Train by batch, predict by batch, serve through a shared database: training and persisting are done offline while predictions are done in a distributed queue which is almost similar to a real-time prediction
Train, predict by streaming: both training and predicting are done on different but connected streams.
Train by batch, predict on mobile (or other clients): similar to type 1 but the prediction is made on customer gadget.

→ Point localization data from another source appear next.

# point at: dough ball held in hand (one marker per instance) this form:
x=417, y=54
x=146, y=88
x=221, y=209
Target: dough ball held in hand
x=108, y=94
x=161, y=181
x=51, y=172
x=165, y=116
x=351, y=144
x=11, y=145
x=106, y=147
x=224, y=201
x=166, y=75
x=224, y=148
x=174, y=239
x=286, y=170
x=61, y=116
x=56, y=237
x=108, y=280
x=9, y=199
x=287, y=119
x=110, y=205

The choice of architecture for this project is the “Train by batch, predict on fly and serve via REST API. This is further discussed in the result and analysis section of this report.

3.3.2. Mode of deployment

The author built a web interface to consume the model and data preprocessing pipeline API endpoints where the pathologist can upload sample tissue biopsy image and get the corresponding Gleason score immediately. This makes it easy and ready to use for many users at a time. The web application is built using Streamlit. Streamlit is an open-source app framework that provides a relatively easy way for data scientists and machine learning engineers to create beautiful, performant apps in only a few hours! It combines three ideals around embracing Python scripting, weave in interactions, and instant deployment. The web application is deployed and hosted on google cloud service for remote accessing as described in the system architecture below:

Figure 3.3.2. Deployment architecture.

4. Result and Analysis

The result of this project has been demystified into major sections that made up the experiment. From data ingestions into the system to the final display of the model predictions with critical consideration of the research objectives.

4.1. Result and analysis on data preprocessing approach

Generally, in machine learning, model performance is highly dependent on how data are processed. These preprocessing on image data such as resizing, transforming, reducing and increasing number of channels etc. were experimented with the aim to get the best out of the data. The major data preprocessing steps that have significant effect on the model performance were tiles creation and filter application.

4.1.1. Tiles creation vs Raw data

The custom model was trained on the raw data and also on tiles format. Result shows that the model confidence level improved on the tiles version compared to that of the raw data. This is not surprising because the model had focus more on the concentrated region of metastasis rather than empty white spaces. This is further explained in the table below:

Table 4.1.1. model evaluation based on tiles and raw data.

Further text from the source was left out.